Created 07-21-2017 08:56 AM
Hello,
I am checking JMX metrics with a period of time to monitor the cluster health.
When I try to check my monitoring platform I saw that it is too late to update. The case is a dead datanode. I stop one of the datanode services on Ambari and expect to see below data to change from 0 to 1:
http://namenodeaddress:50070/jmx?qry=Hadoop:service=NameNode,name=FSNamesystemState
{ "name" : "Hadoop:service=NameNode,name=FSNamesystemState", "modelerType" : "org.apache.hadoop.hdfs.server.namenode.FSNamesystem", ... "NumDeadDataNodes" : 0, ... ... }
It was updated 6 minutes later. It is a very long time to take an action. However when I start the service again, it is updated from 1 to 0 as soon as service was started.
Can someone check it for me if this is the normal update time?
PS: I know Ambari is faster to detect. Probably it uses another method to detect dead nodes. I need to check this to continue parsing other metrics.
Thanks in advance.
Created 07-25-2017 05:39 PM
- The Namenode determines whether a datanode dead or alive by using heartbeats.
- Each DataNode sends a Heartbeat message to the NameNode every 3 seconds (default value).
- This heartbeat interval is controlled by the "dfs.heartbeat.interval" property defined in hdfs-site.xml file.
- If a datanode dies, namenode waits for almost 10 mins before removing it from live nodes.
- The time period for determining whether a datanode is dead is calculated as
dfs.namenode.heartbeat.recheck-interval + 10 * 1000 * dfs.heartbeat.interval
The default values for "dfs.namenode.heartbeat.recheck-interval" is 300000 milliseconds(5 minutes) and dfs.heartbeat.interval is "3 seconds"
.
Reference:
- http://pe-kay.blogspot.com/2016/02/dead-datanode-detection.html
.
Created 07-25-2017 01:21 PM
Follow-up comment... Any comments?
Created 07-25-2017 05:39 PM
- The Namenode determines whether a datanode dead or alive by using heartbeats.
- Each DataNode sends a Heartbeat message to the NameNode every 3 seconds (default value).

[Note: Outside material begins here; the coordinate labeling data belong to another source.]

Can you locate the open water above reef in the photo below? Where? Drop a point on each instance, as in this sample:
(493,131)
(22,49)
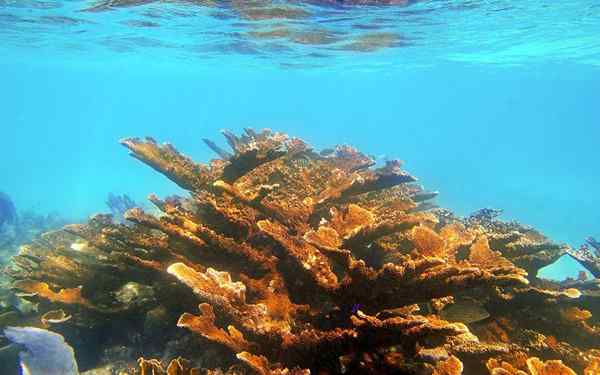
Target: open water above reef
(493,103)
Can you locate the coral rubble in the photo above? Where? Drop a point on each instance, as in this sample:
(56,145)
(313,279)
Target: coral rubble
(291,261)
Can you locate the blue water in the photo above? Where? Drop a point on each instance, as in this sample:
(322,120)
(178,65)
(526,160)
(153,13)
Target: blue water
(493,103)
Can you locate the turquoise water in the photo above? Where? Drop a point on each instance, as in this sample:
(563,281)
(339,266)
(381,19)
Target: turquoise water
(493,103)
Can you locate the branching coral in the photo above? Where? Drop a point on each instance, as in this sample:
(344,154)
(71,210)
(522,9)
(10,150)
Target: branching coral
(302,262)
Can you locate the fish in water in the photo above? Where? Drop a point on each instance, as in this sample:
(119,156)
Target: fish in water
(464,311)
(8,214)
(44,352)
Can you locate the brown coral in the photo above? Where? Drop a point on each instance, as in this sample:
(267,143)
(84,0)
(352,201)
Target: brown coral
(303,261)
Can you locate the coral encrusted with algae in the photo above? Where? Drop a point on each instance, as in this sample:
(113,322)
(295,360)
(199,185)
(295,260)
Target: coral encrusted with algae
(293,261)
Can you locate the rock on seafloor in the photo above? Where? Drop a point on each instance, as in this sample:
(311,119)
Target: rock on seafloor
(45,352)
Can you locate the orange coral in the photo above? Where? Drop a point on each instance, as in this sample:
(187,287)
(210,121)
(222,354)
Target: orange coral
(303,261)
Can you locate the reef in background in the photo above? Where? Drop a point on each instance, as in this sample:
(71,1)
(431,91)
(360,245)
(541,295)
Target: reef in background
(17,228)
(285,260)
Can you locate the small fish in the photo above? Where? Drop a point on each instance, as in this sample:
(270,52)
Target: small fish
(464,311)
(44,353)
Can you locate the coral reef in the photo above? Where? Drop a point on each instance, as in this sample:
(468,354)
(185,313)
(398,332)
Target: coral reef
(588,255)
(285,260)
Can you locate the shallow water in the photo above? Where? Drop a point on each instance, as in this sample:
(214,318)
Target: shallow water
(491,103)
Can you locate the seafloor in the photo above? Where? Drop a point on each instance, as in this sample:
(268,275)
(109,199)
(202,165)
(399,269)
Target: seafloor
(289,260)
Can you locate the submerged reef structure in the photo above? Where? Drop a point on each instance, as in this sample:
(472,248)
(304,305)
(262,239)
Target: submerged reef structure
(285,260)
(588,255)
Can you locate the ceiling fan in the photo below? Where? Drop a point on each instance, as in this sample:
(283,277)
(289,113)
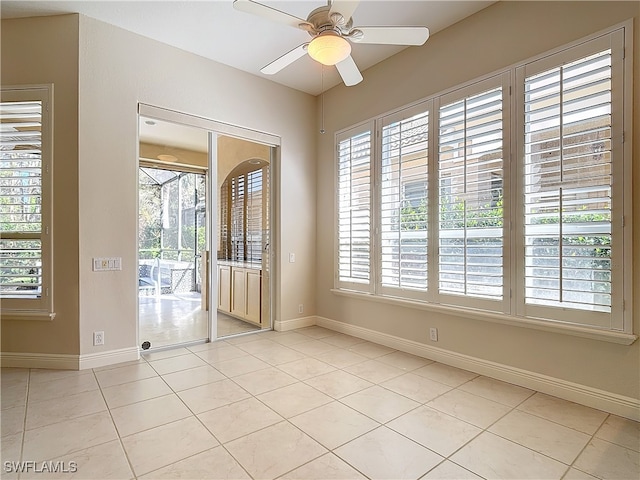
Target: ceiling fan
(331,29)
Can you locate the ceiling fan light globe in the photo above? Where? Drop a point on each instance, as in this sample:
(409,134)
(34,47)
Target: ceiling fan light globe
(329,49)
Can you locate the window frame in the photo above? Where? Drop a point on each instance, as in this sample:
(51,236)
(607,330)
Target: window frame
(511,309)
(620,317)
(368,286)
(37,308)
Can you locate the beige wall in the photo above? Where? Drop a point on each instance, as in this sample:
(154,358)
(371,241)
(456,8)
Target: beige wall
(39,51)
(118,69)
(101,73)
(499,36)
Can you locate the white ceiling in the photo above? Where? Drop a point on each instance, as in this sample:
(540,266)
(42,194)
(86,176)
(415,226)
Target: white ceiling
(215,30)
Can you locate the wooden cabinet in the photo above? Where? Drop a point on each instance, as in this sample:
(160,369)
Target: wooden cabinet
(240,292)
(253,290)
(224,288)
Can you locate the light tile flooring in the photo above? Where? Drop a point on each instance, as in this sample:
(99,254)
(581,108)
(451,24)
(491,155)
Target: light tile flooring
(304,404)
(178,318)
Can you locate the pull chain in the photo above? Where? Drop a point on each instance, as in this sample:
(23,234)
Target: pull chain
(322,99)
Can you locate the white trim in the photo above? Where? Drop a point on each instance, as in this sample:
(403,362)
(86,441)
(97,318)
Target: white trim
(496,317)
(209,124)
(609,402)
(292,324)
(57,361)
(110,357)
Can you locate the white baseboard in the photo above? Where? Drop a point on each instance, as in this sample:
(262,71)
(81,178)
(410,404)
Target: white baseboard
(68,362)
(284,325)
(39,360)
(609,402)
(110,357)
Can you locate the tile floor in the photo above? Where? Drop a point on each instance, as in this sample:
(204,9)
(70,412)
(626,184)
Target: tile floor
(303,404)
(178,318)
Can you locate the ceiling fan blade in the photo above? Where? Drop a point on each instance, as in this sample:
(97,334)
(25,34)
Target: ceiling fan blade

- This heartbeat interval is controlled by the "dfs.heartbeat.interval" property defined in hdfs-site.xml file.
- If a datanode dies, namenode waits for almost 10 mins before removing it from live nodes.
- The time period for determining whether a datanode is dead is calculated as
dfs.namenode.heartbeat.recheck-interval + 10 * 1000 * dfs.heartbeat.interval
The default values for "dfs.namenode.heartbeat.recheck-interval" is 300000 milliseconds(5 minutes) and dfs.heartbeat.interval is "3 seconds"
.
Reference:
- http://pe-kay.blogspot.com/2016/02/dead-datanode-detection.html
.
Created 07-26-2017 08:47 AM
You are awesome enough to thank so much! 🙂
I was expecting just to see if the behaviour I see is normal but your explanation to me like teaching to fish instead of giving it. I have learned the procedure instead, how it worked.
Thanks again! 😄